Wen returned to Ningnan. One summer day in 1970, a forest fire broke out near his village. He and a friend rushed out with a couple of brooms to try to put it out. A gust of wind threw a ball of flames into his friend's face, leaving him permanently disfigured. The two of them left Ningnan and crossed into Laos, where there was a war going on between left-wing guerrillas and the United States. At the time a number of high officials' children were going to Laos and Vietnam to fight the Americans secretly, as it was forbidden by the government. These young people had become disillusioned with the Cultural Revolution, and hoped they could get back their youthful adrenaline by taking on the "US imperialists."
One day soon after they got to Laos, Wen heard the alarm which signaled that American planes were coming.
He was the first to leap up and charge out, but in his inexperience he stepped on a mine which his comrades had planted themselves. He was blown to smithereens. My last memory of him is his perplexed and wounded eyes watching me from a muddy street corner in Chengdu.

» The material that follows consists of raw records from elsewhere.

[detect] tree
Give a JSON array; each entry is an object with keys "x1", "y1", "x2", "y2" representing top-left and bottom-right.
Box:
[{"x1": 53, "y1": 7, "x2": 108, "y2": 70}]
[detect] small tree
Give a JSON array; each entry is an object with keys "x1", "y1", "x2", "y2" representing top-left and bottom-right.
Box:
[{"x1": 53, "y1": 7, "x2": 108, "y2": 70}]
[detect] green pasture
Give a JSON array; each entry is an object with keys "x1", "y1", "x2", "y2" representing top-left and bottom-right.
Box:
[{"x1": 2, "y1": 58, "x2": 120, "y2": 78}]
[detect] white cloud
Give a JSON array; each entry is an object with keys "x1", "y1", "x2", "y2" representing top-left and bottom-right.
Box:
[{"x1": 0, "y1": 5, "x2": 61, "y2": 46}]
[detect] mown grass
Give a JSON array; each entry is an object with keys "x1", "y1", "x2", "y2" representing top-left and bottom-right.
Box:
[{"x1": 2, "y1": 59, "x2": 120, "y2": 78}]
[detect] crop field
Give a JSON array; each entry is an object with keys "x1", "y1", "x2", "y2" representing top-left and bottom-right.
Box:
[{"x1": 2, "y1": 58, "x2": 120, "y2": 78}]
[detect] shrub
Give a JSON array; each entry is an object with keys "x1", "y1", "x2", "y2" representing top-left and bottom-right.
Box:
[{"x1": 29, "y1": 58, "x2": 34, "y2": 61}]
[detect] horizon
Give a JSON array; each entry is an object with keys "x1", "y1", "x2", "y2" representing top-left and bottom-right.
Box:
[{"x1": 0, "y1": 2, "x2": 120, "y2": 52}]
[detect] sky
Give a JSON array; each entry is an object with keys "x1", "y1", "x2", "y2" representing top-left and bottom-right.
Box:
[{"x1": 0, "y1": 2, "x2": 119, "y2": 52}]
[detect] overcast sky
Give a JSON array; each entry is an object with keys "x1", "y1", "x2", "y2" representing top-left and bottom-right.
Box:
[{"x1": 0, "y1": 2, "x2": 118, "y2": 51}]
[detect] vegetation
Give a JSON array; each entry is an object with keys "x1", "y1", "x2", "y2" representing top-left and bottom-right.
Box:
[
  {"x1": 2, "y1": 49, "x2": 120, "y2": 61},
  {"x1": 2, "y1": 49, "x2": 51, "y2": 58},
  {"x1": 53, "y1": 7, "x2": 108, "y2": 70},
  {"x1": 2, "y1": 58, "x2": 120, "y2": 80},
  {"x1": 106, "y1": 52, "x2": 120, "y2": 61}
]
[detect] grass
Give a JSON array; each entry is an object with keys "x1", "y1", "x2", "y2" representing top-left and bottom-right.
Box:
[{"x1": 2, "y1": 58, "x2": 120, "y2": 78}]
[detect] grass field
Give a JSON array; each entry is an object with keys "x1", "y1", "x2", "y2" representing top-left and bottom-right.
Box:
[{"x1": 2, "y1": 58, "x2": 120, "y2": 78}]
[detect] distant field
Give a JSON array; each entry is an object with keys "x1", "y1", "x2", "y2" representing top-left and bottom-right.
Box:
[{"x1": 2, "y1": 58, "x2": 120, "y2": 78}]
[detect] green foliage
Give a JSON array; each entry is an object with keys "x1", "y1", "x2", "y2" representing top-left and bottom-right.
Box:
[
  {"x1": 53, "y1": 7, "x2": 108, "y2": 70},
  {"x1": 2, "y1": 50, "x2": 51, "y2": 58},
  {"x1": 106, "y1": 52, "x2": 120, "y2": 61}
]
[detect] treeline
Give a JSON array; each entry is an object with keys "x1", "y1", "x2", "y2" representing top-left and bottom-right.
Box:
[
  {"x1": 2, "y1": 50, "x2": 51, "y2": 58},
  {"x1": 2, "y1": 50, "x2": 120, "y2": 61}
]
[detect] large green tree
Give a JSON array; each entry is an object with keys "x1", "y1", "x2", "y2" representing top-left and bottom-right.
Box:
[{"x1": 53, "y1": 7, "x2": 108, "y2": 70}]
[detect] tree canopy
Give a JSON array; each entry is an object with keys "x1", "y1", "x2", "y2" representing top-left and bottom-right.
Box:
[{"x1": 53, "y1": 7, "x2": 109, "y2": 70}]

Meanwhile, my family was scattered. On 17 October 1969 Lin Biao ordered the country into a state of war, using as a pretext clashes which had broken out earlier that year on the border with the Soviet Union. In the name of 'evacuation," he sent his opponents in the army and the disgraced top leaders out of the capital and placed them under house arrest or detention in different parts of China. The Revolutionary Committees used this opportunity to speed up the deportation of 'undesirables." The 500 members of my mother's Eastern District staff were ordered out of Chengdu to a place in the Xichang hinterland called Buffalo Boy Flatland. My mother was allowed ten days at home from detention to make arrangements. She put Xiao-her and Xiao-fang on a train to Yibin. Although Aunt Jun-ying was half-paralyzed, there were other aunts and uncles there who could look after them. Jin-ming had been sent by his school to a commune fifty miles northeast of Chengdu.
At the same time Nana, my sister, and I finally found a commune that would take us in a county called Deyang, not far from where Jin-ming was. Specs, my sister's boyfriend, had a colleague from the county who was prepared to claim we were his cousins. Some communes in the area needed more farmhands. Although we had no proof of kinship, no one asked any questions. The only thing that mattered was that we were or at least seemed to be extra labor.
We were allocated to two different production teams, because two extra people was the maximum any one team could accommodate. Nana and I went to one team and my sister to another, three miles away. The railway station was about five hours' walk away, much of it along eighteen inch-wide ridges between rice paddies.
My family of seven was now dispersed in six different places. Xiao-her was happy to leave Chengdu, where the new Chinese-language textbook at his school, compiled by some teachers and members of the propaganda team there, contained a condemnation of my father by name, and Xiaohei was ostracized and bullied.
In the early summer of 1969, his school had been sent to the countryside on the outskirts of Chengdu to help with the harvest. The boys and girls camped separately in two large halls. In the evenings, under the starry vault of the sky, the paths between the paddy fields were frequented by young couples. Romance bloomed, not least in the heart of my fourteen-year-old brother, who started to fancy a girl in his group. After days of summoning up his courage, he nervously approached her one afternoon when they were cutting wheat, and invited her to go for a walk that evening. The girl bent her head and said nothing. Xiao-her thought this was a sign of 'silent consent," mo-xu.
He leaned on a haystack in the moonlight, and waited with all the anxieties and longings of first love. Suddenly, he heard a whistle. A gang of boys from his form appeared.